Esther Niffenegger ist eine der wenigen Offizierinnen der Armee, Willy Brülisauer einer der wenigen Zwei-Sterne-Generäle. Mit ihnen übers Militär zu sprechen, ist alles andere als langweilig.

Da sitzen sich ein kräftiger Mann um die 50 und eine zierliche Frau Mitte 30 gegenüber – sie in Zivilkleidung, er in der Uniform mit zwei Sternchen am Revers – und unterhalten sich bestens. Übers Militär.

Langweilig? Mitnichten, denn «Frau Hauptmann» und «Herr Divisionär», respektive Esther Niffenegger und Willy Brülisauer, gehören beide – salopp ausgedrückt – zu einer ganz seltenen Spezies in der Schweiz: Brülisauer als Berufsoffizier auf der Höhe eines Zwei-Sterne-Generals, Niffenegger als Milizoffizierin in einer Armee, deren Frauenanteil gerade mal bei einem Prozent liegt.

Er kontert das Klischee

Exoten? Er sei das schon irgendwie, schmunzelt Willy Brülisauer:

«Wenn ich Zivil trage und gefragt werde, was ich bin, sind die Leute komplett überrascht. Einen General stellen sie sich anders vor: viel älter, strenger, autoritärer.»
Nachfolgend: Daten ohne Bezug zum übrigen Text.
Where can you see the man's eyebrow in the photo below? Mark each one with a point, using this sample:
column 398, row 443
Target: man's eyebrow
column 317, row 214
Zwei Männer in dunkelgrauem Uniform-Mantel stehen nebeneinander, einer zückt seinen Hut.
Legende: Kein «Militärkopf»: Willy Brülisauer (rechts) als Ehrengast an der Landsgemeinde Glarus. Keystone/Samuel Trümpi

Angesichts dieses zwar selbstbewussten, aber humorvollen und offenen Mannes am Tisch zerbröselt das Klischee des auf dem Exerzierfeld herumbrüllenden «Militärkopfes».

Sinn geben statt anbrüllen

«Wenn nicht gerade eine Bombe fällt, versteht mich mein Gegenüber in der Regel auch ohne Gebrüll», sagt Brülisauer und erzählt, wie sich das Militär in den letzten Jahren doch sehr gewandelt hat.

Gerade was die Führung von Menschen betrifft, die aus allen Bevölkerungsteilen stammen und nicht unbedingt einsehen, warum Disziplin bis zur Zahnbürste verlangt wird. Oder warum sie bei Anlässen wie dem Weltwirtschaftsforum in Davos bei 20 Grad minus Wache schieben sollen.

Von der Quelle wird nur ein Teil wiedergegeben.